The `x` option is supposed to make the regex engine conform to XSD regular
expressions. But if you run this code, you'll end up with

    Exception in thread "main"
org.apache.xerces.impl.xpath.regex.ParseException: Unexpected end of the
pattern in a character class.
        at org.apache.xerces.impl.xpath.regex.RegexParser.ex(Unknown Source)
        at
org.apache.xerces.impl.xpath.regex.RegexParser.parseCharacterClass(Unknown
Source)
        at org.apache.xerces.impl.xpath.regex.RegexParser.parseAtom(Unknown
Source)
        at
org.apache.xerces.impl.xpath.regex.RegexParser.parseFactor(Unknown Source)
        at org.apache.xerces.impl.xpath.regex.RegexParser.parseTerm(Unknown
Source)
        at
org.apache.xerces.impl.xpath.regex.RegexParser.parseRegex(Unknown Source)
        at
org.apache.xerces.impl.xpath.regex.RegexParser.processParen(Unknown Source)
        at org.apache.xerces.impl.xpath.regex.RegexParser.parseAtom(Unknown
Source)
        at
org.apache.xerces.impl.xpath.regex.RegexParser.parseFactor(Unknown Source)
        at org.apache.xerces.impl.xpath.regex.RegexParser.parseTerm(Unknown
Source)
        at
org.apache.xerces.impl.xpath.regex.RegexParser.parseRegex(Unknown Source)
        at org.apache.xerces.impl.xpath.regex.RegexParser.parse(Unknown
Source)
        at
org.apache.xerces.impl.xpath.regex.RegularExpression.setPattern(Unknown
Source)
        at
org.apache.xerces.impl.xpath.regex.RegularExpression.setPattern(Unknown
Source)
        at
org.apache.xerces.impl.xpath.regex.RegularExpression.<init>(Unknown Source)
        at
com.mgsoft.testing.regex.XercesRegexTest.main(XercesRegexTest.java:9)
    Java Result: 1

It first looked like a bug in Xerces' regular expression parser, but after
re-reading the documentation (
http://xerces.apache.org/xerces-j/apiDocs/org/apache/xerces/utils/regex/RegularExpression.html)
of this class, I found out that the `x` option should actually be `X`
(upper case). Thing is...it worked for countless other regular expressions.
In fact it is that space that is causing problems, any other char works
fine. Also removing the option and using the single string constructor of
`RegularExpression` works fine.

Does anyone know why this is happening? I realize that this class is
probably not intended for such usage, but since the spec we're implementing
uses XSD regular expressions, we tried to avoid reinventing the wheel
though re-usage.

We are using xercesImpl.jar that is distributed with xalan-j 2.7.1.

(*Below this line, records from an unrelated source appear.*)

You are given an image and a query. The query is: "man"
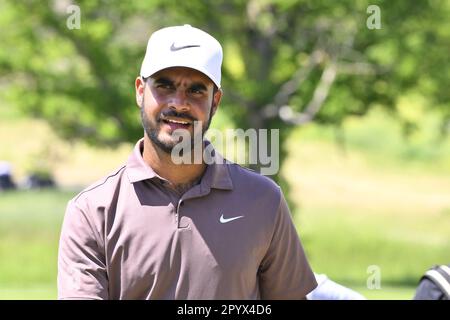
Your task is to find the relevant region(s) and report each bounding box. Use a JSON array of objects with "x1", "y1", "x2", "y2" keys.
[{"x1": 58, "y1": 25, "x2": 317, "y2": 299}]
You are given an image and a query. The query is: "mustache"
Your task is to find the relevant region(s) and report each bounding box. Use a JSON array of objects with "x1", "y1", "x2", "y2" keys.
[{"x1": 158, "y1": 110, "x2": 197, "y2": 122}]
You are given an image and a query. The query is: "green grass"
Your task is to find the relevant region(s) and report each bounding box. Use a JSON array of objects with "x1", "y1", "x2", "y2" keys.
[
  {"x1": 0, "y1": 106, "x2": 450, "y2": 300},
  {"x1": 0, "y1": 190, "x2": 75, "y2": 299}
]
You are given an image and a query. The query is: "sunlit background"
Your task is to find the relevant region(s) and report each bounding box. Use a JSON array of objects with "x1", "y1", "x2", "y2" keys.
[{"x1": 0, "y1": 0, "x2": 450, "y2": 299}]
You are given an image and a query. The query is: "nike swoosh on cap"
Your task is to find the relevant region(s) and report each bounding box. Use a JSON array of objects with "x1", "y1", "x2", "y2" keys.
[
  {"x1": 220, "y1": 214, "x2": 244, "y2": 223},
  {"x1": 170, "y1": 43, "x2": 200, "y2": 51}
]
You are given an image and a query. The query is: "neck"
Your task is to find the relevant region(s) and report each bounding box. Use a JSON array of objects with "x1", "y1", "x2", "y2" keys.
[{"x1": 142, "y1": 135, "x2": 206, "y2": 191}]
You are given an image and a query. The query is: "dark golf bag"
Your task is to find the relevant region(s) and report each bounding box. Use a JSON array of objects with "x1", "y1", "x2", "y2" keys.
[{"x1": 414, "y1": 265, "x2": 450, "y2": 300}]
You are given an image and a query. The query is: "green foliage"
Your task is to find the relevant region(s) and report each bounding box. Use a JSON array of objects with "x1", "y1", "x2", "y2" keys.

Re: RegularExpression 'X' option oddity

Posted by Michael Glavassevich <mr...@ca.ibm.com>.
Hi Jernej,

Jernej Tuljak <je...@gmail.com> wrote on 08/16/2013 03:48:45 AM:

> We did not attempt to use a newer version of Xerces-j before, since 
> we did not want to break the Xalan-j distribution we are using. Not 
> sure if it's license even supports doing that and having two JARs of
> the same thing on classpath didn't seem like a good idea.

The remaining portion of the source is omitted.